Dr. Daniel Griffin: Let me talk about that. That is a great question. Thanks for bringing it up. Actually, United Health Group was involved, and some of my colleagues were involved in the trial looking at that. As far as treatments during the first five to seven days that prevent progression to hospitalization and death, number one, Paxlovid. Number two, if you can get it, a three-day IV remdesivir. The next option would be molnupiravir, Thor's hammer. Some people are asking during this first week, "Is there something I can do to potentially reduce my risk of developing long COVID?"
We get some preliminary data that maybe some of these antivirals like Paxlovid may reduce that chance by 20%, 30% which a lot of people are more worried about long COVID than these acute hospitalizations or even death. Living with long COVID can be a horrible thing. There was a trial, the COVID out trial. I think David Boulware was the first author. My friend Ken Cohen was on this. If you do a rather challenging regimen in that study, there may be a reduction in getting long COVID down the line. We're not sure that that reduction is better than Paxlovid, so most of us are still recommending if you can access Paxlovid, that's probably your best choice for preventing that long-term outcome.

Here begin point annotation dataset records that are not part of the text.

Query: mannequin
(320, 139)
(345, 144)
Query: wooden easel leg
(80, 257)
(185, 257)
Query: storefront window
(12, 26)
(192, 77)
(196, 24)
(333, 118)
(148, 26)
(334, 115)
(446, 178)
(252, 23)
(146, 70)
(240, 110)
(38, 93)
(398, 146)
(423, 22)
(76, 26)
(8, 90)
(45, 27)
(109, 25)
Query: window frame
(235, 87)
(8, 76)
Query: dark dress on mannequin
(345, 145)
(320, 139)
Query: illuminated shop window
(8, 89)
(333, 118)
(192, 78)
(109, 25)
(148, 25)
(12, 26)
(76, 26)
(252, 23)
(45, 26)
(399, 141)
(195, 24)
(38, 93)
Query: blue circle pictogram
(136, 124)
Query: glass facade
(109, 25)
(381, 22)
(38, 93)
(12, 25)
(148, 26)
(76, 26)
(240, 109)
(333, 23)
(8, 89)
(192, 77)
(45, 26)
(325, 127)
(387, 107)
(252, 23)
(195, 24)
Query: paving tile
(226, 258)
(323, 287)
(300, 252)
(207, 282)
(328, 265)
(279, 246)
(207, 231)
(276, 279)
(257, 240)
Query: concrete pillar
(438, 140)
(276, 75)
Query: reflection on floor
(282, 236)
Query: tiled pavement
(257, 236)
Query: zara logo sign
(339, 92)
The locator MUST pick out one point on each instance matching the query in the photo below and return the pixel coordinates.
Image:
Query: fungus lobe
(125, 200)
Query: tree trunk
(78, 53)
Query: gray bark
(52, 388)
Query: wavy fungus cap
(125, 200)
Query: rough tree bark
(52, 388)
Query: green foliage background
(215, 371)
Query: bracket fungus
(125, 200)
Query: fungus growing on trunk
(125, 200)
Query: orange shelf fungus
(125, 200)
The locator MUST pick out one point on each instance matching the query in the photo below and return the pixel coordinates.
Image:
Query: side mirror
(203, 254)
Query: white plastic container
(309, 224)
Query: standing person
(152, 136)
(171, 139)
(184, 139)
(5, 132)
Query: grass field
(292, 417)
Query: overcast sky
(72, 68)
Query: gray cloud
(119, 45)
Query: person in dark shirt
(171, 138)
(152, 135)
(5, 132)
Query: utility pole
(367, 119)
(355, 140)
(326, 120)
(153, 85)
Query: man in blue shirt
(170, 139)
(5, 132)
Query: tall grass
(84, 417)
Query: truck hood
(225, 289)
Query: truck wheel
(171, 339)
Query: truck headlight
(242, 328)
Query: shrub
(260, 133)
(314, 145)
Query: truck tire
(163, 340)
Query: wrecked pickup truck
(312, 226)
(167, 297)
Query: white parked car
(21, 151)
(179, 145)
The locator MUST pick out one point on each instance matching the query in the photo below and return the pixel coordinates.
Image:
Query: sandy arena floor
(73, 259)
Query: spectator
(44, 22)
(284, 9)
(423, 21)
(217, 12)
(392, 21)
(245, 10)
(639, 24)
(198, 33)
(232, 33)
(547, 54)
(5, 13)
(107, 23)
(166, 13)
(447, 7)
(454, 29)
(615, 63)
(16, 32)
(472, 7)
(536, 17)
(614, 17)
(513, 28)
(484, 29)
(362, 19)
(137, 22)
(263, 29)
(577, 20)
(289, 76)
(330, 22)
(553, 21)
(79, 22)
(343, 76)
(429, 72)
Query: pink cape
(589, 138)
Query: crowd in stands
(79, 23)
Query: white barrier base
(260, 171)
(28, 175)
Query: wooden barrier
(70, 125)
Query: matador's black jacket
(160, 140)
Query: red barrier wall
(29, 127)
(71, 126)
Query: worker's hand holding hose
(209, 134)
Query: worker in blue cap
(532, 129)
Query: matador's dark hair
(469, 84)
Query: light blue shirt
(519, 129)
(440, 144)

Brian Lehrer: We're over time, but I'm going to throw in one final note from somebody who just sent an article saying to the listeners concerned about accessing Paxlovid that you can get a Paxlovid prescription from a New York state-licensed pharmacist bypassing the doctor. It doesn't reference other states, but at least in New York. Do you know that to be the case?
Dr. Daniel Griffin: That is the case. A number of our pharmacies have stepped up and they have protocols where you can go in, you can get that test, you can get that prescription, and you can get treatment. We do have options. If you're potentially a candidate, if your risk of progression is not zero, and you would like to reduce that by 90%, so what are those things? You're over the age of 50, you have medical problems and actually being obese is even one of those, hypertension, et cetera. If your doctor won't do it, and you're not able to navigate that way, some of our pharmacies have these programs. Jump on your computer, Google away, and let's make that happen.
Brian Lehrer: Dr. Daniel Griffin, MD, PhD, chief of infectious disease at Optum, researcher at Columbia, president of the group Parasites Without Borders, and a contributor to This Week in Virology, the podcast. Thank you so much for being a contributor here as you come on pretty frequently with us. Dr. Griffin, we always appreciate it very much.
Dr. Daniel Griffin: Oh, Brian, thank you for having me, and everyone, thanks for listening. Be safe out there.